很快来到李家村之后,将事情告知了李村长。
李村长得知后,十分高兴,村里的鸡终于能出手。
两人
黎明前的黑暗最是浓稠,李家村却已炸开了锅。
手电筒的光束在鸡舍间来回穿梭,惊起的芦花鸡扑棱着翅膀,细碎的绒毛在光晕里翻飞,混着干草与禽粪的气息扑面而来。
李村长举着生锈的铜锣站在院墙上,沙哑的吆喝声穿透薄雾:“抓鸡的都听好了!先逮东头那批肥的!动作轻着点,别惊着鸡群!”

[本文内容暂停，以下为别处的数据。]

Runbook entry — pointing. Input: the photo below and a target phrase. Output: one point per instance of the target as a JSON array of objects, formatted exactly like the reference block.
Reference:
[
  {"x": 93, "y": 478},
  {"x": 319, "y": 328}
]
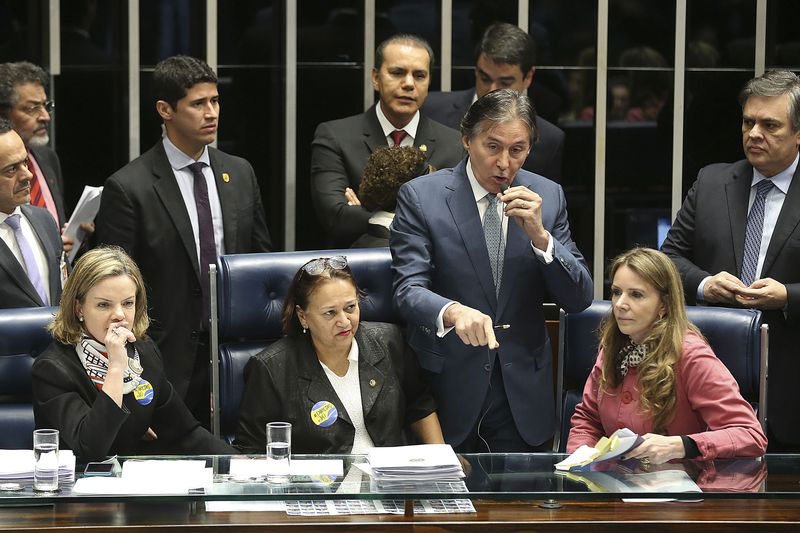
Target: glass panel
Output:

张二柱挽起袖子冲进去,工装裤膝盖处的补丁在晃动的光影里忽明忽暗。
他瞅准一只肥硕的芦花鸡,猛地扑过去,却只抓到满手飘落的羽毛。
“好你个滑头!”他骂骂咧咧地直起腰,额前的碎发被汗水黏在脸上。
身旁的李老三眼疾手快,猫着腰堵截逃窜的鸡,粗粝的手掌突然扣住鸡翅膀,却被受惊的鸡狠狠啄了一口,疼得他直咧嘴,手上的劲道却丝毫不松。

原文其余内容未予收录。